Friday, February 26, 2010
A horrorshow experience reading this one. I thought the movie was twisted, but the novel may be even more messy. By now you might be able to tell that I enjoy reading authors that have the ability to create worlds and words that no one else could imagine, even if those worlds happen to be horrifically violent. From the introduction, Burgess makes it clear that he does not consider this his best work, but, for better or worse, it is the one with which everyone associates him. It has me wondering how Alex's society got to the point that it did and how quickly our own moves in that direction. Terrifying.
Sunday, February 21, 2010
LaFeber uses Michael Jordan and his endorsement contract with Nike to discuss globalization and its changing nature in the post-1970s world. He seemed to say that people got a type of "swoosh tunnel vision" as Nike quickly rose to prominence as a global entity. (My paper that is due on Wednesday will be slightly more detailed.) Thanks to Cal for letting me borrow her Nikes!

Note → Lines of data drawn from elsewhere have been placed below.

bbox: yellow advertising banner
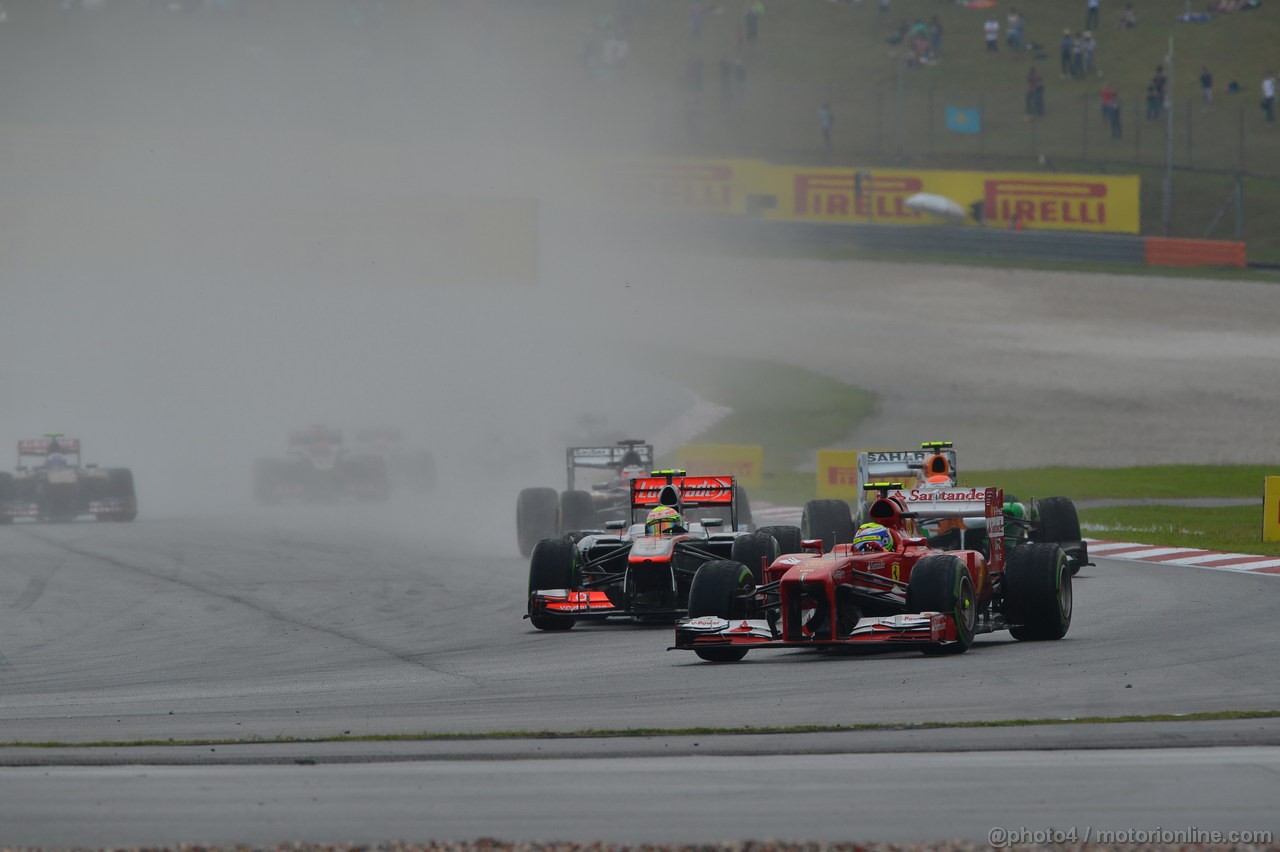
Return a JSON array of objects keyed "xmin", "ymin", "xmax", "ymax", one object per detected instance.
[
  {"xmin": 760, "ymin": 166, "xmax": 1140, "ymax": 233},
  {"xmin": 816, "ymin": 450, "xmax": 863, "ymax": 500},
  {"xmin": 677, "ymin": 444, "xmax": 763, "ymax": 489},
  {"xmin": 599, "ymin": 159, "xmax": 771, "ymax": 216},
  {"xmin": 1264, "ymin": 477, "xmax": 1280, "ymax": 542}
]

This book was one of those dark, twisted reads that is impossible to put down. I have always been especially freaked out by the idea of getting cut on the area between my wrist and my elbow, which made the first few pages difficult for me to read. I could see in the Lisbon girls the overwhelming desire to get OUT, to break away from a life that was in no way living up to their expectations. However, as the narrators so adequately put it, there is no way to know in the end exactly why the events unfolded as they did. All the reader is ultimately left with is the vague, dissatisfying notion that these events could happen in any homogenous suburb anywhere.
"In the end, the tortures tearing the Lisbon girls pointed to a simple reasoned refusal to accept the world as it was handed down to them, so full of flaws."

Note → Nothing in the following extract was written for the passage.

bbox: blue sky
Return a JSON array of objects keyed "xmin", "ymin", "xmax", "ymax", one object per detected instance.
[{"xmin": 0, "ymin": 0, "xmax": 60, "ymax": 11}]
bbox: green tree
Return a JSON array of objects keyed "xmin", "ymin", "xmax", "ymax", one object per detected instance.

Thanks to Angela for passing it along.
Tuesday, February 16, 2010
I never want to ride a merry-go-round again.
I also know for a fact that if I was a few years younger, Mr. Dark would be giving me nightmares tonight. Whatever your personal feelings about Bradbury, you have to admit that the man has imagination. The book was fast-paced and intriguing up until the point when Will's dad went on a ten page philosophical monologue about life and aging. That almost killed it for me. I think the most insightful aspect of the book was the way Bradbury dealt with Jim and Will's friendship in light of their different natures. It's a good read, but I will not be going to any carnivals any time soon. Thanks to Terry for letting me raid his bookshelf.

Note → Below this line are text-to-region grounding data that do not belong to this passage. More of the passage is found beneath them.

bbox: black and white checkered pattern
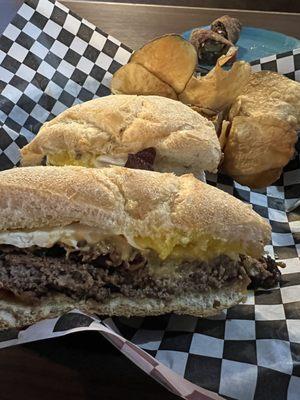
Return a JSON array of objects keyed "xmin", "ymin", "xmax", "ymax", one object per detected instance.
[
  {"xmin": 0, "ymin": 1, "xmax": 300, "ymax": 399},
  {"xmin": 0, "ymin": 310, "xmax": 224, "ymax": 400},
  {"xmin": 111, "ymin": 140, "xmax": 300, "ymax": 399},
  {"xmin": 113, "ymin": 149, "xmax": 300, "ymax": 400},
  {"xmin": 0, "ymin": 0, "xmax": 132, "ymax": 169},
  {"xmin": 109, "ymin": 49, "xmax": 300, "ymax": 400},
  {"xmin": 114, "ymin": 256, "xmax": 300, "ymax": 399}
]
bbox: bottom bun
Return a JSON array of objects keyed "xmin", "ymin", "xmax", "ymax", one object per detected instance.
[{"xmin": 0, "ymin": 281, "xmax": 247, "ymax": 329}]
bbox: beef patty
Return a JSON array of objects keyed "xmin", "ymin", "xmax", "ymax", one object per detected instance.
[{"xmin": 0, "ymin": 245, "xmax": 281, "ymax": 304}]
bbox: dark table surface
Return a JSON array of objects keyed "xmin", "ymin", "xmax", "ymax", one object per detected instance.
[
  {"xmin": 0, "ymin": 1, "xmax": 300, "ymax": 400},
  {"xmin": 0, "ymin": 331, "xmax": 179, "ymax": 400},
  {"xmin": 86, "ymin": 0, "xmax": 300, "ymax": 13}
]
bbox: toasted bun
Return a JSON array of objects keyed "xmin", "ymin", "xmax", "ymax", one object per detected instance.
[
  {"xmin": 20, "ymin": 95, "xmax": 221, "ymax": 174},
  {"xmin": 0, "ymin": 281, "xmax": 247, "ymax": 328},
  {"xmin": 0, "ymin": 166, "xmax": 270, "ymax": 259}
]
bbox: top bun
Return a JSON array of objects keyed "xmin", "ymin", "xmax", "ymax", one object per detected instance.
[
  {"xmin": 0, "ymin": 166, "xmax": 270, "ymax": 260},
  {"xmin": 21, "ymin": 95, "xmax": 221, "ymax": 175}
]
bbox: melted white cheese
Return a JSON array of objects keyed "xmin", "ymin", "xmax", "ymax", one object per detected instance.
[
  {"xmin": 94, "ymin": 155, "xmax": 127, "ymax": 167},
  {"xmin": 0, "ymin": 224, "xmax": 106, "ymax": 249}
]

Wednesday, February 10, 2010
This book came into my hands through an interesting turn of events. I was taking books collected from a book drive to the public library, and the volunteer there struck up a conversation with me about how much she loved this book. I told her I might have to come back and buy it at their next sale, and she told me just to read it now and donate it when I was finished. It's been in the trunk of my car for three months. A week ago, during the first bout of ice 2010, I broke the ice off of my car with the sole intent of getting to this book. All in all, it was a good read. The author uses smell as a main part of creating scenes, which, unfortunately, is lost on me. In typical New York Times bestseller fashion, he also uses big words for no real reason and uses sex as a way to keep the reader interested. However, beyond that, the story hooked me with its description of San Piedro Island circa 1954. Guterson manages to show the interaction between the island population and its struggles to come to terms with its past treatment of its Japanese-American citizens. A good snowy day read (no pun intended).